A concessão da cidadania póstuma e a oferta de abrigo são medidas tomadas sob o impacto da tragédia. Na véspera do naufrágio, como acontece, em geral, todos os dias, cerca de mil imigrantes chegaram à Itália e permanecerão amontoados em barracões no centro de recepção de Lampedusa, aguardando pela definição de sua situação, que aponta, mais provavelmente, para a deportação.
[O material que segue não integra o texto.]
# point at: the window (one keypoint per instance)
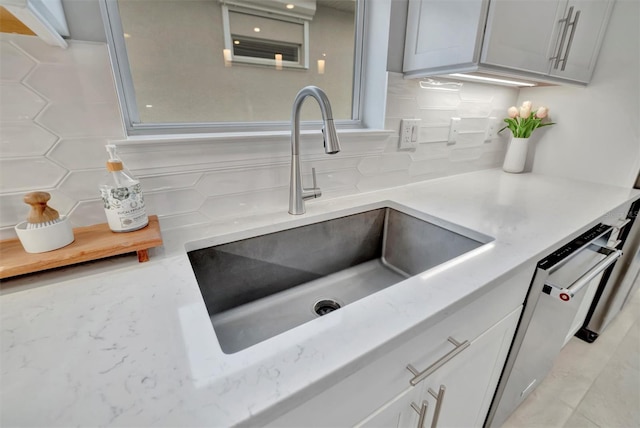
(269, 39)
(214, 65)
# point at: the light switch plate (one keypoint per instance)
(454, 128)
(409, 132)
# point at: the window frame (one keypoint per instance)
(129, 108)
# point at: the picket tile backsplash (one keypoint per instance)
(58, 108)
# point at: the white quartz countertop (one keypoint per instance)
(128, 344)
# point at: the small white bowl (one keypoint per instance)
(46, 238)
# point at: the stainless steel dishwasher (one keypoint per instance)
(560, 295)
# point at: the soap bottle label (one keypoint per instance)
(124, 207)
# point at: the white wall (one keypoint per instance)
(58, 108)
(597, 136)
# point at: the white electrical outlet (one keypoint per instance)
(454, 128)
(493, 128)
(409, 132)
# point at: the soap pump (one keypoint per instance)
(122, 196)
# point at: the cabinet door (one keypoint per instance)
(442, 33)
(466, 385)
(581, 32)
(520, 34)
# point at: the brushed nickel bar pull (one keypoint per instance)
(422, 412)
(419, 376)
(562, 39)
(573, 25)
(439, 397)
(567, 294)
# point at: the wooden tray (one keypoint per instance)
(91, 243)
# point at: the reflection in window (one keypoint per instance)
(183, 72)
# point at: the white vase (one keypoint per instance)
(516, 156)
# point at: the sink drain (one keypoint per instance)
(323, 307)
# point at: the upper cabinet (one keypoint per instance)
(44, 17)
(551, 40)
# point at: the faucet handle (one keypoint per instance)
(313, 175)
(313, 192)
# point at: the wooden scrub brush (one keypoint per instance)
(41, 215)
(44, 229)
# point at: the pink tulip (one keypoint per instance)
(542, 112)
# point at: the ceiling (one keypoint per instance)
(343, 5)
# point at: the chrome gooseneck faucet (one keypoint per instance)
(298, 194)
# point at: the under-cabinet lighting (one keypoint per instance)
(491, 80)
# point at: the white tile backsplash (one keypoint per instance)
(26, 174)
(14, 65)
(19, 102)
(24, 138)
(58, 108)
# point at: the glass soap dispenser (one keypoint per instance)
(122, 196)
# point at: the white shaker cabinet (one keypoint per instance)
(551, 40)
(557, 38)
(443, 34)
(458, 393)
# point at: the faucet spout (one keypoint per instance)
(298, 194)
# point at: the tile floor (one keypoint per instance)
(591, 385)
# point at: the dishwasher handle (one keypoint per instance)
(566, 294)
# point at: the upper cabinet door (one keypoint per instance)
(443, 33)
(520, 34)
(581, 30)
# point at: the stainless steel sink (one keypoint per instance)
(259, 287)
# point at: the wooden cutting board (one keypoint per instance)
(91, 243)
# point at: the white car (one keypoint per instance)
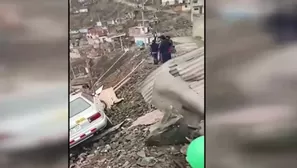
(34, 119)
(86, 118)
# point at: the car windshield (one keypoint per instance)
(78, 105)
(35, 103)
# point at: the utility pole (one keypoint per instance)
(72, 71)
(142, 13)
(192, 11)
(121, 41)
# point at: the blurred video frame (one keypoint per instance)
(137, 83)
(34, 84)
(250, 100)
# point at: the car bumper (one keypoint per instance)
(97, 125)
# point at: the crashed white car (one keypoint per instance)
(86, 118)
(34, 118)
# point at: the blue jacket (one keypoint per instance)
(154, 47)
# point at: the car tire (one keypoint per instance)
(109, 124)
(104, 105)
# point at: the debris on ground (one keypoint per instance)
(127, 149)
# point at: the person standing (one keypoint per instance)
(171, 46)
(164, 49)
(154, 51)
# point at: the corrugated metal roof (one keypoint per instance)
(190, 67)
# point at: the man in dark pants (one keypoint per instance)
(154, 51)
(164, 49)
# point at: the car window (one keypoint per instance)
(35, 103)
(78, 105)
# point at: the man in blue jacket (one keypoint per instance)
(154, 51)
(164, 49)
A população da região manifestou sua solidariedade ao imigrantes, afirmando que querem “receber os imigrantes vivos, e não mortos”.

A hipocrisia se confirma não apenas pelo fato de que a guarda costeira e a  a capitania dos portos  da região tenham demorado mais de duas horas para  descobrir que um navio estava em chamas e afundando a menos de um quilômetro de Lampedusa ou pela lei, aprovada em 2002, que identifica como crime de cumplicidade com a imigração ilegal qualquer apoio a imigrantes que não tenham permissão oficial e mesmo qualquer ajuda para os barcos que os transportam.  A hipocrisia – que não acontece unicamente na Itália mas também na maior parte da Europa e em outros países  – se constata no contraste entre a postura formal de respeito à democracia e aos direitos humanos, mantida pelo governo da Itália, e a prática de novas formas de exploração ou de total esquecimento, de abandono de regiões inteiras da África, da América e da Ásia – muitas das quais foram colonizadas por potências européias, que usufruíram de suas riquezas e escravizaram seus povos – à pobreza aguda, à falta de perspectivas, que leva suas populações à busca de melhores condições de vida nos países mais desenvolvidos.

Este estado de coisas tende a agravar-se com a crise econômica em curso, que se sobrepõe às mazelas geradas pelo próprio sistema capitalista,  como o desemprego agudo, e à pesada herança do colonialismo.